Each line of the uncompressed s2-corpus-xx.gz text file represents a paper. Each paper is described as a JSON dictionary with the following attributes.
- id: string, S2 generated research paper ID.
- title: string, Research paper title.
- paperAbstract: string, Extracted abstract of the paper.
- entities: list, Extracted list of relevant entities or topics.
- s2Url: string, URL to S2 research paper details page.
- s2PdfUrl: string, URL to PDF on S2 if available.
- pdfUrls: list, URLs related to this PDF scraped from the web.
- authors: list, List of authors with an S2 generated author ID and name.

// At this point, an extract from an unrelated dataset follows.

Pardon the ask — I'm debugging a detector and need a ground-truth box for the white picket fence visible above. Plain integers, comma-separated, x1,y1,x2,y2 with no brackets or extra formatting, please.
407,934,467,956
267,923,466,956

- inCitations: list, List of S2 paper IDs which cited this paper.
- outCitations: list, List of S2 paper IDs which this paper cited.
- year: int, Year this paper was published as integer.

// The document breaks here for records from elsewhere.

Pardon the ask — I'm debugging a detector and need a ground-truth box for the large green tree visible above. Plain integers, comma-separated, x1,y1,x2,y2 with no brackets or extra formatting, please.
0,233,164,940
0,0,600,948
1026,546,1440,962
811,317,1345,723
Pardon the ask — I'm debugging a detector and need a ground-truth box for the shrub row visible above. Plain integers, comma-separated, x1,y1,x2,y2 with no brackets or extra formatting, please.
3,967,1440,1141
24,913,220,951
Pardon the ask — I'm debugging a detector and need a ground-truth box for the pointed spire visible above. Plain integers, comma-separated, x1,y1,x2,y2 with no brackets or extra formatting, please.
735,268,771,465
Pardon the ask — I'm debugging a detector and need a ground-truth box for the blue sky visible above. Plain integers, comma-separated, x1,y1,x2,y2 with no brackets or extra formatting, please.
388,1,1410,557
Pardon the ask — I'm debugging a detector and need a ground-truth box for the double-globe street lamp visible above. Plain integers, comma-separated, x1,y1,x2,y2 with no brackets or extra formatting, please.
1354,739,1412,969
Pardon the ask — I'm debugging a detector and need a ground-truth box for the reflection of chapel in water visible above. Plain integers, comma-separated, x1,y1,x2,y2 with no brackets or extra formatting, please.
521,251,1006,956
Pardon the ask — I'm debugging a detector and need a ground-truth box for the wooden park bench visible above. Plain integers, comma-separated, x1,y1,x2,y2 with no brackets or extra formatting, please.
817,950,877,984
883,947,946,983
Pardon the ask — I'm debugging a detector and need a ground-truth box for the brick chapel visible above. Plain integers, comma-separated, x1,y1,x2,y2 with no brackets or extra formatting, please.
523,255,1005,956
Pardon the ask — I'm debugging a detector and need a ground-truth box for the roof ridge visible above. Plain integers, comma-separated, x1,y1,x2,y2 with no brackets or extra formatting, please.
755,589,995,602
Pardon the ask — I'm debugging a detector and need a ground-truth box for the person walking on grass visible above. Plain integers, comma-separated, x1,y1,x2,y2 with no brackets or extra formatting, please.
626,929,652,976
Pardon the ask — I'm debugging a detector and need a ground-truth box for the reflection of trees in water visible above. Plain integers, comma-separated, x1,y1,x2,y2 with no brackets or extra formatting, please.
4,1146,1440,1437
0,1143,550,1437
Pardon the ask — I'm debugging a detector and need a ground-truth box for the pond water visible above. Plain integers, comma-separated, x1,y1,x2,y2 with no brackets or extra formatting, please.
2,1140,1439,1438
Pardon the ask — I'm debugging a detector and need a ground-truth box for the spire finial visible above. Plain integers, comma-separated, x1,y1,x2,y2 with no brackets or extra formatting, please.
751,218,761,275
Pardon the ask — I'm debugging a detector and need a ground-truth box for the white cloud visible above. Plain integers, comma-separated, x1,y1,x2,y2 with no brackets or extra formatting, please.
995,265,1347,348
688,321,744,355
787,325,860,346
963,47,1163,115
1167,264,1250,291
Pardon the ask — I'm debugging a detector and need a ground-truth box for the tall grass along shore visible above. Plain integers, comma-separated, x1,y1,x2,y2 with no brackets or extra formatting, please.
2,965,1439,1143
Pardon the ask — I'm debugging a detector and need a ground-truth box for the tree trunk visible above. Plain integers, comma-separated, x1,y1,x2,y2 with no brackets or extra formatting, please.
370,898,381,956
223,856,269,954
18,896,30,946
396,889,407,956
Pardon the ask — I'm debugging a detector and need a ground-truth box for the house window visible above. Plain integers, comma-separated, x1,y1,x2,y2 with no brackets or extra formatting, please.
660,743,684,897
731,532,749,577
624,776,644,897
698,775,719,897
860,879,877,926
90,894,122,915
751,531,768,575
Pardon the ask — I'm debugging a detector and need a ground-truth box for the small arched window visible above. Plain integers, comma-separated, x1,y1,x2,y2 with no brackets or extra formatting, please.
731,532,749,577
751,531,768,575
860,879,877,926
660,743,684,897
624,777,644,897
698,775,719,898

- venue: string, Extracted publication venue for this paper.
- journalName: string, Name of the journal that published this paper.
- journalVolume: string, The volume of the journal where this paper was published.
- journalPages: string, The pages of the journal where this paper was published.
- sources: list, Identifies papers sourced from DBLP or Medline.
- doi: string, Digital Object Identifier registered at doi.org.
- doiUrl: string, DOI link for registered objects.
- pmid: string, Unique identifier used by PubMed.